Where are they now? Catching up with Craig Aamot



MILWAUKEE (WITI) -- As a former basketball and football player, Craig Aamot was always a leader. That's still the case -- in sports and in life.

Promising football players in their teens could do far worse than attend a Jeff Trickey-Randy Wright quarterback-receiver camp.

Trickey is in the Wisconsin Football Association's Hall of Fame, and Wright was the starting quarterback for the Green Bay Packers for three years after a stellar career at Wisconsin, and a senior staff member is Craig Aamot.

"As a teacher and coach, they're all special, but you know, Craig Aamot was one of the finest athletes I've ever coached, and this is my 42nd year of coaching football," Jeff Trickey said.

Aamot was the 1999 Waukesha Freeman Football Player of the Year under Coach Trickey at Waukesha South High School. He was also the 1991 Braveland Conference Player of the Year in basketball before playing point guard for two years at Marquette under Kevin O'Neill.

He then transferred to North Dakota State to finish his college career by playing both sports and standing out as a leader in both.

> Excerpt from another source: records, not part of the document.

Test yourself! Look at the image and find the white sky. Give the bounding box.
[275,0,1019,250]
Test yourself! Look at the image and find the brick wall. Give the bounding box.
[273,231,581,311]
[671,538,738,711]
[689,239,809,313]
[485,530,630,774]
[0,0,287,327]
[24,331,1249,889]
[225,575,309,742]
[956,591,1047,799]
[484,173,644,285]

"Coaches ask us all over the country, how do you find that kid who can easily slide into that leadership role? As a quarterback, we know how important that is. I think the natural thing that I had, I was comfortable leading and in front of people, but also, I was guided in the way that I communicate and the way I was working with people as a leader, was honed by guys like Coach Trickey," Aamot said.

It is hardly surprising or intimidating for Aamot to be in front of a group during his summer job. He's a former point guard, a former quarterback. Those are leadership, out front positions, but he's out in front of his real job, too. He's the choral director at Texas State University.

"They are absolutely similar. To me, they are. One's the artistic side, and one's the athletic side, and I find that I need both. I can't do one side or the other. I feel like something is not quite balanced," Aamot said.

Aamot's father was the choral director at Carroll College -- now Carroll University for three decades, and Aamot was a high school music teacher for 10 years in Wisconsin before moving to Texas and enrolling in grad school. Now, he's coaching choir.

"To hit the artistic thing as hard as I have and just fall in love with it, the human voice and creating beauty with a community of singers and learning that dynamic, showing them the way there, is to me, just very similar. Teaching is teaching, and whether the medium is athletic or artistic, it's human beings," Aamot said.

"My choir students, that's a different combination for them. They're still not sure what to make of the fact that their choir director is up in Wisconsin doing football camps. My music colleagues kind of look at me like okay, that's new -- but good for you," Aamot said.

In football, there are many different ways to put the ball in the end zone. In basketball, there are many different ways to put the ball in the basket. In music, there are many different ways to put the notes together, and in life, there are many different ways to put things in harmony. Aamot is proof of all of that.